Peşin peşin söyleyeyim: Fahriye’yi hiç sevmedim. Sait’le aralarında neler geçtiğini mümkünse objektif bir ağızdan dinlemeden karar vermeyeyim diyordum ama yok, inatla sevdirmedi kendini. Ansızın ortaya çıkıp, “Ben ölmedim. Kızımı alıp gidiyorum. Nedenini sormayın.” deyip gidebilme hakkını kendinde nasıl gördü? Kendisi iki kere evlenmişken Sait’in evlilik kararına karışma yetkisini ona kim verdi? Sait, bunca yılın ardından, kavga ederken bile, cümlelerinin sonuna istemsizce “Fahriye’m” koyarken nasıl bu kadar bencilce davranabildi? Eğer bütün bunların altında bana boyun eğdirecek, laflarımı bir bir ağzıma tıkacak bir fedakarlık yatmıyorsa Fahriye’yi sevmem pek mümkün görünmüyor. Diyeceksiniz ki Sait sevdasından ölüyor, senin sevmemen kimin umurunda? Kimsenin. Ama en azından safımı belli edeyim. Viva Balıkçı Sait!


Sait'e öyle bakma Kudret, anlayacaklar! 

Esas kızımız Fahriye, elbette sadece Sait’in yüreğini yakmıyor.

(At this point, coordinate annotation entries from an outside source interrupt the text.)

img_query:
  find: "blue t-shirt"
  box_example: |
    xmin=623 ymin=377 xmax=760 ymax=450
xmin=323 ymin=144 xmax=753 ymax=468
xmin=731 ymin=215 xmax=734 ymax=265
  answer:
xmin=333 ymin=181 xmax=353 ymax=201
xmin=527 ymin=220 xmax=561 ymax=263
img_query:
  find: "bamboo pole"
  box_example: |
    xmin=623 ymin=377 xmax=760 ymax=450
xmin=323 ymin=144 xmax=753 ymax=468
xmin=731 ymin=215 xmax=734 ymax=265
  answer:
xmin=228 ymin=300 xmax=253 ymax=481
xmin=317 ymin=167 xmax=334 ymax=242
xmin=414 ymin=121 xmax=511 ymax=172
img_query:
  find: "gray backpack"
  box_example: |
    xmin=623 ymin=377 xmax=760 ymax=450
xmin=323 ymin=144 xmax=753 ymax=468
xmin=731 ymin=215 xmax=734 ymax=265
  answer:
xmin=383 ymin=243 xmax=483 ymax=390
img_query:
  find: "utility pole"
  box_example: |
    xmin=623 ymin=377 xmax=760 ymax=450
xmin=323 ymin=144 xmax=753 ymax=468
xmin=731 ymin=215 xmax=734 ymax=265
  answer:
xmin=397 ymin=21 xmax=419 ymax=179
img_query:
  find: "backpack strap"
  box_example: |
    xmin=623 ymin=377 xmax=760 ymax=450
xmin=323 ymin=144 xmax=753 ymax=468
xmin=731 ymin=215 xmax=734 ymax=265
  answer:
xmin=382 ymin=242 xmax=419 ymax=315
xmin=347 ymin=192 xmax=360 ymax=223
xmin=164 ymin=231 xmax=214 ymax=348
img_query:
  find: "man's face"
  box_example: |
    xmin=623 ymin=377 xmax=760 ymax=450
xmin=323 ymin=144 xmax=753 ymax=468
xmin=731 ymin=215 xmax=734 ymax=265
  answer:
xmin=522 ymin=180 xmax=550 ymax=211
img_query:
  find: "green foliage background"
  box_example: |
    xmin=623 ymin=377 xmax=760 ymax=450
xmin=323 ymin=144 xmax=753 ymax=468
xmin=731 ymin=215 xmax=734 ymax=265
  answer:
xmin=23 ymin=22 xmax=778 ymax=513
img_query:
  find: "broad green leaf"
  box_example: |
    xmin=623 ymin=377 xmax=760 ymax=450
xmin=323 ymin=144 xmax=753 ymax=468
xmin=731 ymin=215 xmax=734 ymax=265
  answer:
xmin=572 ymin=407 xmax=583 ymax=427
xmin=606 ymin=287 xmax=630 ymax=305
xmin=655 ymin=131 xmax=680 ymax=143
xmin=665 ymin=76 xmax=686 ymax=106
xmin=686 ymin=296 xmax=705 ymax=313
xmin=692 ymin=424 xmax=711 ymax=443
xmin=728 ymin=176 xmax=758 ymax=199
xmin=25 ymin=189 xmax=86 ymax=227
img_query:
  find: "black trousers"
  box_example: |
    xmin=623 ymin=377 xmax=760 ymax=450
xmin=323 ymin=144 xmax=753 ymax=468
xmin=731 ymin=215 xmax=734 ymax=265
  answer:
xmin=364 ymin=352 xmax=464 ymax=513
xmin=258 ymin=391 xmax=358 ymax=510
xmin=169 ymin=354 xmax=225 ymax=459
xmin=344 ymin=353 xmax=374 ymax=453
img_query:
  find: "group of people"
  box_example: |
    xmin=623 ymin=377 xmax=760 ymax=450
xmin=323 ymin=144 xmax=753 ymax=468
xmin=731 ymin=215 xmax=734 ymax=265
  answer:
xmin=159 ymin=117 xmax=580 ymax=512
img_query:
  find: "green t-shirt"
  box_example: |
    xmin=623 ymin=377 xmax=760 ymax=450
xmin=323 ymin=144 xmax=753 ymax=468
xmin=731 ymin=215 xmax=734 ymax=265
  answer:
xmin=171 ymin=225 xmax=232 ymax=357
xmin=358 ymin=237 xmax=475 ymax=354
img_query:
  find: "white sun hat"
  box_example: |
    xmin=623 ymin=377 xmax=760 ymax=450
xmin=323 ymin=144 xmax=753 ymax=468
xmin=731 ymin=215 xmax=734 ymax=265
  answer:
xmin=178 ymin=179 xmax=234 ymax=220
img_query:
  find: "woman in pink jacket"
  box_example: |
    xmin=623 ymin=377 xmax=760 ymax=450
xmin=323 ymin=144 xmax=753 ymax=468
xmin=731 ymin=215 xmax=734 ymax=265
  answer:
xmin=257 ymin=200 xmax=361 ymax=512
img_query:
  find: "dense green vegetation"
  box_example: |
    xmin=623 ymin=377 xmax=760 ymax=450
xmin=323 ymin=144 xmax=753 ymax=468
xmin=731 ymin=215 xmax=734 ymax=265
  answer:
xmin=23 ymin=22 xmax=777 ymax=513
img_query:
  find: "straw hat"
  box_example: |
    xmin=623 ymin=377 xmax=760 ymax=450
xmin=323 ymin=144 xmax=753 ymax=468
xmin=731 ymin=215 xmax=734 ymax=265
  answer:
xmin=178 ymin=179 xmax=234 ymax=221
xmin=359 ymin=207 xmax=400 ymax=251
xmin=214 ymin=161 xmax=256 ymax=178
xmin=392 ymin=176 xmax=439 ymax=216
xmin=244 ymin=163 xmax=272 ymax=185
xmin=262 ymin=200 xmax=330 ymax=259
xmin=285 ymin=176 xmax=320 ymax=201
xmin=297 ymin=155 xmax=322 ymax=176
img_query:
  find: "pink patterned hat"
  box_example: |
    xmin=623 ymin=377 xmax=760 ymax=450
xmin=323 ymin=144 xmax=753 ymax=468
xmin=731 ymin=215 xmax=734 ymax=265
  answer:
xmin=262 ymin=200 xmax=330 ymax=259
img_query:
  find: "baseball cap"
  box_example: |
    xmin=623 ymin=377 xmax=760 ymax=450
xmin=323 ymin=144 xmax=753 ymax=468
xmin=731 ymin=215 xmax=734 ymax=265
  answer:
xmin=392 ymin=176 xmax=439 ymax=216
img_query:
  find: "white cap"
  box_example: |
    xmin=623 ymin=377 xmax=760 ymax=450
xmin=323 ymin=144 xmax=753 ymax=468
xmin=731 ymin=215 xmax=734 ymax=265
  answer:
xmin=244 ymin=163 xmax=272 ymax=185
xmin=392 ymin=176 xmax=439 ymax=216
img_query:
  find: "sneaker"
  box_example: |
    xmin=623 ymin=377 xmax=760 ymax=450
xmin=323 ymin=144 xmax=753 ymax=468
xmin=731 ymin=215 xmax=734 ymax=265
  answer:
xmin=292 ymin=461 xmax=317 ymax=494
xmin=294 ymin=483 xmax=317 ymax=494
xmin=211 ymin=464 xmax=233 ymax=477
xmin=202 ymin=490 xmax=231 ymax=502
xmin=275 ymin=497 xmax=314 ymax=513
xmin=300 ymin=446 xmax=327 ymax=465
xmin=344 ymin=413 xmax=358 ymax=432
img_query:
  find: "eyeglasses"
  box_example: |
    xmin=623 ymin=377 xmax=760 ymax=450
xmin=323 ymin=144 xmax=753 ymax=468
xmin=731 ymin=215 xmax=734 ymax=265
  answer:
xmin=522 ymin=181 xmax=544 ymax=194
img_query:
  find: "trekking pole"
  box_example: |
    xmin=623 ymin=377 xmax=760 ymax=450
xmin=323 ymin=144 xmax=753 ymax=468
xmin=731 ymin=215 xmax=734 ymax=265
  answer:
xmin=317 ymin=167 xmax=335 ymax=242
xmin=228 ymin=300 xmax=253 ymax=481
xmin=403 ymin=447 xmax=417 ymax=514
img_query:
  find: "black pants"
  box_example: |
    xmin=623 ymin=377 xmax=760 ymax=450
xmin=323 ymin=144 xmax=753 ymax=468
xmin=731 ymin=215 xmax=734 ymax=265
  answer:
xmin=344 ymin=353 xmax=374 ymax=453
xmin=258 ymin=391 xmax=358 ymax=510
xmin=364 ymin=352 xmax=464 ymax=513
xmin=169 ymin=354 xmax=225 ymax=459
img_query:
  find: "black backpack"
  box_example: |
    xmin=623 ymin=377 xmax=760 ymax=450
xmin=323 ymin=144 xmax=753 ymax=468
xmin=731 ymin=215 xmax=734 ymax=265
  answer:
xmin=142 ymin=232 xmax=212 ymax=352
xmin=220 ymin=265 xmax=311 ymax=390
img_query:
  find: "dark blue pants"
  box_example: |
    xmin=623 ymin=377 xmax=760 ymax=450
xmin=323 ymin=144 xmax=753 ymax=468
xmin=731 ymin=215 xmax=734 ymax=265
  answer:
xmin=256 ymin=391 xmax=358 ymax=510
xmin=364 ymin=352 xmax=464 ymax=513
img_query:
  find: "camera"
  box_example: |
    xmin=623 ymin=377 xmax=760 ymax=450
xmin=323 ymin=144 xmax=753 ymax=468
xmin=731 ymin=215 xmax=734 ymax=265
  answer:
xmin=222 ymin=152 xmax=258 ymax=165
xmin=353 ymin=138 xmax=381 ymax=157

Aşk dörtgenimizin üçüncü köşesinde Kudret var. Yıllar onun da aşkını eskitmemiş, içindeki yangın hiç sönmemiş. Yine de “sempatik üçüncü şahıs” kategorisinde. Hatta o kadar sempatik ki, Sait’in yanında Kudret’i izlemek, Fahriye’yi izlemekten çok daha zevkli. Husumetleri dostluklarından büyük olmayan, birbirlerini hem seven hem döven iki güzel adam… Serkan Keskin ve Serdar Orçin’in enerjisi de eklenince tadından yenmez bir ikili olmuşlar. Şu an için bu aşk üçgeninden tek beklentim, Sait ve Kudret’in bu tatlı sert ilişkisinin klişelere kurban gidip bozulmaması. Hani Kudret komple dark side’a geçer, Sait’e dünyayı dar eder falan, aman diyeyim.

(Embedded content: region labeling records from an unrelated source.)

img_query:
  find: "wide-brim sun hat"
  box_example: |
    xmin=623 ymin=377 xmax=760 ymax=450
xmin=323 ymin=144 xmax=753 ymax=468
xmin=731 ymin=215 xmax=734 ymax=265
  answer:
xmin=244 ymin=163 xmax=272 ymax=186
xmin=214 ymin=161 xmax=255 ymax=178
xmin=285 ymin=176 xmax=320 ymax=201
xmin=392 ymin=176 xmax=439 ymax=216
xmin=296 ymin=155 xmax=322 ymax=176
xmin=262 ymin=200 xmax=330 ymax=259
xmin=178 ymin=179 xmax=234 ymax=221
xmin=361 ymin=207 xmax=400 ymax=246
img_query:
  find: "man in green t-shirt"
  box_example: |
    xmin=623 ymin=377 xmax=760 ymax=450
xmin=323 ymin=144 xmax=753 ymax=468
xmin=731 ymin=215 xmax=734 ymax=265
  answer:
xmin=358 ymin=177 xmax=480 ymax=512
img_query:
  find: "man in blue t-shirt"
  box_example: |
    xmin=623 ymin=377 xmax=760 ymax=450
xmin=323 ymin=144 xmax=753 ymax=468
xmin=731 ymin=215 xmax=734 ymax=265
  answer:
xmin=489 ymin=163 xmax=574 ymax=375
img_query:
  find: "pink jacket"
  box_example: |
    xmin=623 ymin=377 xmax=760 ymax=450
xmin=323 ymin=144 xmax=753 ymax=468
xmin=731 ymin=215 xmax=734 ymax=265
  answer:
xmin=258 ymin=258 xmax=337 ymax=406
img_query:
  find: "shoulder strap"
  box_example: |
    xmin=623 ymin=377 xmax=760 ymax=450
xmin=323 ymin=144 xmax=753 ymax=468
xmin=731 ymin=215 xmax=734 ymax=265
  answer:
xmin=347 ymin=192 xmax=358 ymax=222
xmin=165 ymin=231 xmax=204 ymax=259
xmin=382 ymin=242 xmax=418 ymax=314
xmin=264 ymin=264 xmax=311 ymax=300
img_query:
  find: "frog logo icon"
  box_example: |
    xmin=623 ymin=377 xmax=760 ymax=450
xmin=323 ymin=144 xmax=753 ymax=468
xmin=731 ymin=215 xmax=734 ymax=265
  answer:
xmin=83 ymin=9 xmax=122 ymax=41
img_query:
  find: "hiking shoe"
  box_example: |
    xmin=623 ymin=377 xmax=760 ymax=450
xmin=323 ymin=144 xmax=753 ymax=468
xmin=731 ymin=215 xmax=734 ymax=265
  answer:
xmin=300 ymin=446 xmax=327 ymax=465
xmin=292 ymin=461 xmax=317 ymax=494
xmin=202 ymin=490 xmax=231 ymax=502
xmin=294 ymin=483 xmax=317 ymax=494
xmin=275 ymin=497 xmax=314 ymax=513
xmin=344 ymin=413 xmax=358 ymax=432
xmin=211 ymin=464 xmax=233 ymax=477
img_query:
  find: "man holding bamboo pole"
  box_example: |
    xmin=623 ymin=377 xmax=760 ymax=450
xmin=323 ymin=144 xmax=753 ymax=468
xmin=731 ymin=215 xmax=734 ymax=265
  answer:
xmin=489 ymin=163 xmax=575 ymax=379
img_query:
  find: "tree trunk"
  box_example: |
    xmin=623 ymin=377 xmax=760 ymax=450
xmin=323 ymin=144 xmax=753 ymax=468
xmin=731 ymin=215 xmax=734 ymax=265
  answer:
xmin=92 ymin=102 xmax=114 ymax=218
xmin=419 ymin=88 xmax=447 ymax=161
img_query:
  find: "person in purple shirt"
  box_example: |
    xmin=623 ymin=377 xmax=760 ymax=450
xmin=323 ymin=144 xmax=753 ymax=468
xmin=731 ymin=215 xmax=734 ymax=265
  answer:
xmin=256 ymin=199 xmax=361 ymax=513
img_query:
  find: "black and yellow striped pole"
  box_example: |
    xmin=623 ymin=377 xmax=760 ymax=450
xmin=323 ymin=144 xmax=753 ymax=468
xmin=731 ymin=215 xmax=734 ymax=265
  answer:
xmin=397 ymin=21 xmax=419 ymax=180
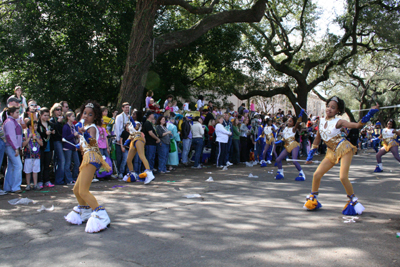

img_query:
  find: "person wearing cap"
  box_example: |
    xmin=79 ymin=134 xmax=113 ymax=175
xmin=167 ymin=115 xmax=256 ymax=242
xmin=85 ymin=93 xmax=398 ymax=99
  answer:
xmin=114 ymin=102 xmax=130 ymax=179
xmin=196 ymin=95 xmax=204 ymax=110
xmin=372 ymin=121 xmax=382 ymax=153
xmin=181 ymin=113 xmax=193 ymax=166
xmin=142 ymin=111 xmax=161 ymax=174
xmin=222 ymin=112 xmax=233 ymax=167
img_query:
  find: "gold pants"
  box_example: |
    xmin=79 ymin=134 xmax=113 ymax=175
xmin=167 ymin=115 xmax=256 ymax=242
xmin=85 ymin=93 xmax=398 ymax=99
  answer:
xmin=126 ymin=140 xmax=150 ymax=172
xmin=311 ymin=152 xmax=354 ymax=196
xmin=74 ymin=164 xmax=99 ymax=210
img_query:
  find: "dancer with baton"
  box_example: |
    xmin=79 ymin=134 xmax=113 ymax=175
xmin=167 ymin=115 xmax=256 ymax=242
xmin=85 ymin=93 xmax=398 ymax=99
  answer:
xmin=304 ymin=96 xmax=379 ymax=215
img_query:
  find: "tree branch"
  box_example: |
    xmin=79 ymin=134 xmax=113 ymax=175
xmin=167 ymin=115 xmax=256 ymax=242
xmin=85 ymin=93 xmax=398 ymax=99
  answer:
xmin=162 ymin=0 xmax=219 ymax=15
xmin=155 ymin=0 xmax=267 ymax=56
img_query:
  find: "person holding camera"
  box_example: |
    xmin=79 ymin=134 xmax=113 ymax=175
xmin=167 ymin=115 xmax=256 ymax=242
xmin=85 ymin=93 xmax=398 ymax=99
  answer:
xmin=50 ymin=103 xmax=66 ymax=185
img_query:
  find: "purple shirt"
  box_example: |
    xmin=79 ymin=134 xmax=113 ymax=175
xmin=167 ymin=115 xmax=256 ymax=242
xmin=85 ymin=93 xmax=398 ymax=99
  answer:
xmin=3 ymin=116 xmax=22 ymax=150
xmin=62 ymin=123 xmax=76 ymax=151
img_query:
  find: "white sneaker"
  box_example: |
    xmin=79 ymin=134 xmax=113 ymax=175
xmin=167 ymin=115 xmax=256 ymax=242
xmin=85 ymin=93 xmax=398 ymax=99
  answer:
xmin=144 ymin=170 xmax=155 ymax=184
xmin=85 ymin=208 xmax=111 ymax=233
xmin=79 ymin=206 xmax=93 ymax=222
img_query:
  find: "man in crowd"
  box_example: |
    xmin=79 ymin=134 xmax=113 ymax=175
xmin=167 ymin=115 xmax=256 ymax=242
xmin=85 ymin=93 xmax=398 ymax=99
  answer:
xmin=142 ymin=111 xmax=161 ymax=171
xmin=114 ymin=102 xmax=129 ymax=179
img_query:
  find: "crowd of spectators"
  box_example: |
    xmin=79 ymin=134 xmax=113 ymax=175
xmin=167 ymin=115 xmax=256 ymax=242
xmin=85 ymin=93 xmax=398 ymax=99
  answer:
xmin=0 ymin=86 xmax=386 ymax=195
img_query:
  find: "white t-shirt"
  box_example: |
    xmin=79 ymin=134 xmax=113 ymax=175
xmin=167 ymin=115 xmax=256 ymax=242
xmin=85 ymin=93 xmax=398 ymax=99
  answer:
xmin=183 ymin=103 xmax=190 ymax=111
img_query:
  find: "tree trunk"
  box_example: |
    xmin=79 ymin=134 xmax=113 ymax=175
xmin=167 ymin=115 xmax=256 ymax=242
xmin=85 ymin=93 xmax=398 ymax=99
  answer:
xmin=117 ymin=0 xmax=159 ymax=110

Kasayı düzeltmekle esas kadın olunmuyor Canan, at fava.

Bir de Canan’ımız var tabi. Bir seviyorum bir sevmiyorum, tam karar veremedim ama Fahriye bu şekilde devam ederse seveceğim gibi. Ha Sait Canan’ı seçsin ister miyim? Hayır. Sait’in kalbinde Fahriye’nin aşkıyla örülmüş bir duvar var ve Fahriye bu aşkı hak etse de etmese de o duvar yıkılmayacak. Canan’ın bu aşk dörtgeninden en az hasarla kurtulmasını diliyorum.


"Bir kitap düştü yere.../ Kapandı bir pencere.../ Ayrıldılar..."

Cemal Süreya okuyan güzel yürekli imam Turgut’u, şaşkınların şaşkını Orhan’ı ve her daim belalı Aziz’i de unutmadım. Her biri ayrı eğlenceli, ayrı güzel ama ille de Nazım diyor içimdeki Nadir Sarıbacak delisi. Biliyorum, o da bir gün aşka düşecek ve burada uzun uzun yazacağım ne kadar güzel sevdiğini.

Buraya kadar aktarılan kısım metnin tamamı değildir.